At last spring came, the warm winds began to blow, the ice melted away, and the French prepared for their homeward voyage. It was at this time that Cartier did a very wicked thing. He captured Donnacona and four other Indian chiefs, and took them against their will to France. He did this simply because he wanted to show them to the people of his country, and to have them tell the king of the wonders of the New World. They never saw their native land again, but died in a strange country and among strange people. This was the way Cartier repaid the Indians for all the kindness they had shown him during his stay with them." 
Barclay's Story of Canada just does not capture the imagination in the way a living book can, and I do not recommend it.

Great Canadian Lives: Portraits in Heroism to 1867 by Karen Ford, Janet MacLean, and Barry Wansbrough


I have to say, I love the idea of this book. From the Preface:
"This is not a book to read all at once. It is a book that might inspire you to a little organized day-dreaming, as you think about what it might be like to be Margureite de Roberval, cast away by a cruel uncle, or Muquinna, facing strangers as alien and powerful as beings from outer space."
I take delight in just reading through the table of contents. Every chapter is a time period, and every time period is filled with the stories of its people. These people are not just white and male. I see many women, many First Nations.
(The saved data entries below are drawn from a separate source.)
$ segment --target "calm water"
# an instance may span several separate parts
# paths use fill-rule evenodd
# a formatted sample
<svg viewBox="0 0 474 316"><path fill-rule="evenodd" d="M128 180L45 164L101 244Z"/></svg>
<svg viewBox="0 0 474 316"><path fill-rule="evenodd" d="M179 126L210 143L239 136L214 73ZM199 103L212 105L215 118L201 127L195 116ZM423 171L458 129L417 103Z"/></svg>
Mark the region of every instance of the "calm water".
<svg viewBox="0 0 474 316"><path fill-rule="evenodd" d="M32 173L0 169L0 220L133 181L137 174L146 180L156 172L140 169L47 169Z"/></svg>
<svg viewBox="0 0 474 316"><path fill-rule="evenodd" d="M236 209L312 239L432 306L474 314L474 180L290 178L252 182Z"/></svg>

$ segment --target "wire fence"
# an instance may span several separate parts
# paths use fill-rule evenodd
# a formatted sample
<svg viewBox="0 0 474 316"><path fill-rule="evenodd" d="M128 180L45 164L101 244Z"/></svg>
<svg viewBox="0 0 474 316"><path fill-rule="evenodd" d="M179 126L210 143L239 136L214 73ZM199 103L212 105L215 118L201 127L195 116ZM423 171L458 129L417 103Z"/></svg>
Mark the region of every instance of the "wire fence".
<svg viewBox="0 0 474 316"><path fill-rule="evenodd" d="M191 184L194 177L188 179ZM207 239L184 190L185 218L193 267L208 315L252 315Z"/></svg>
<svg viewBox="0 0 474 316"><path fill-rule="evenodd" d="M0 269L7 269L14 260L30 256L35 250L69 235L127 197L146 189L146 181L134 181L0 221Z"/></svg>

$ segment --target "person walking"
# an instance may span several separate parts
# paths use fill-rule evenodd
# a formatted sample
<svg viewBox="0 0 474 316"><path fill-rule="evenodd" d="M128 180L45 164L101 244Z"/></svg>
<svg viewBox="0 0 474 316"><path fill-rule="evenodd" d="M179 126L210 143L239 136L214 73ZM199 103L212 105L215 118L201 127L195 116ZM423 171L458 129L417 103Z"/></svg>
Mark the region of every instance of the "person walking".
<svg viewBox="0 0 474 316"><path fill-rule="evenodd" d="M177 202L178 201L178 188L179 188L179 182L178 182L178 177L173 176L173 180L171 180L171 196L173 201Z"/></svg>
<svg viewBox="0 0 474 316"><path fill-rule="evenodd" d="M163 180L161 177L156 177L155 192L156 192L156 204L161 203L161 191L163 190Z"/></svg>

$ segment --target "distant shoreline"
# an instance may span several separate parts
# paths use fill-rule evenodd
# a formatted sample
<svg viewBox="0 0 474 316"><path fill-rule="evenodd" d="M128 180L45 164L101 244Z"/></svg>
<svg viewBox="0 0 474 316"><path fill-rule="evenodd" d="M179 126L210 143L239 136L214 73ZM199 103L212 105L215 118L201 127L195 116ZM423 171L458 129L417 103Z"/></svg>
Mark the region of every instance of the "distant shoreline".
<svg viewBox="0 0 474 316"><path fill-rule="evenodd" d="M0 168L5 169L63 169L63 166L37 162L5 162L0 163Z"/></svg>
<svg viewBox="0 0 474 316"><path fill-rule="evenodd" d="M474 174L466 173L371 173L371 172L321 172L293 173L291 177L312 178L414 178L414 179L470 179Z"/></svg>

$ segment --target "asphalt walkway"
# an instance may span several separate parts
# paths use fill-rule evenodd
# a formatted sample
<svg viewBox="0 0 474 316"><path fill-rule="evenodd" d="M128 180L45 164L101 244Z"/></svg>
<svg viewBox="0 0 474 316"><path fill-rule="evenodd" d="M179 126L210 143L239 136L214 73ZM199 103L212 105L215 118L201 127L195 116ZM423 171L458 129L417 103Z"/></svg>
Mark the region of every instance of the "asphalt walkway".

There are stories from every area of Canada.

Sadly, however, Great Canadian Lives is not uniformly well-written. I don't know if it's because of its multiple authors, but while some of the biographies are great, others are mere lists of choppy facts. I still highly recommend it as a resource for its table of contents (imagine being able to find living books about all these people!) and for the biographies that are well-written.

My First History of Canada by Donalda Dickie


I have this book, and I think it is a good option as a Canadian history spine for the elementary grades. The reason I'm not using it is that I prefer the writing styles of E.L. Marsh and George Brown, mentioned above. One interesting thing to note about this book is that it omits the War of 1812, so if you use it you might want to cover that another way.

A Book for Later Elementary

The Story of Canada by Janet Lunn and Christopher Moore


Since I've mentioned THREE other books with this title already, I should mention this one too. This is a more contemporary account, and it looks promising. It is aimed at older children than I have right now, though, so I'll refer you to Annie Kate's review at Curriculum Choice. I anticipate using this when we reach the end of the usefulness of the vintage books I'm using, by which time my children will be a little older, and ready for it.

Searching for these books?

I have not included links for these books, as many of them are out of print and must be found used. My favourite way to search for used books right now is using BookFinder.com. It compares prices for you from sources such as Amazon, the Book Depository, Better World Books, and more. Better yet, it includes the shipping to your postal code in the price comparison, so you get a true picture of what it will cost you.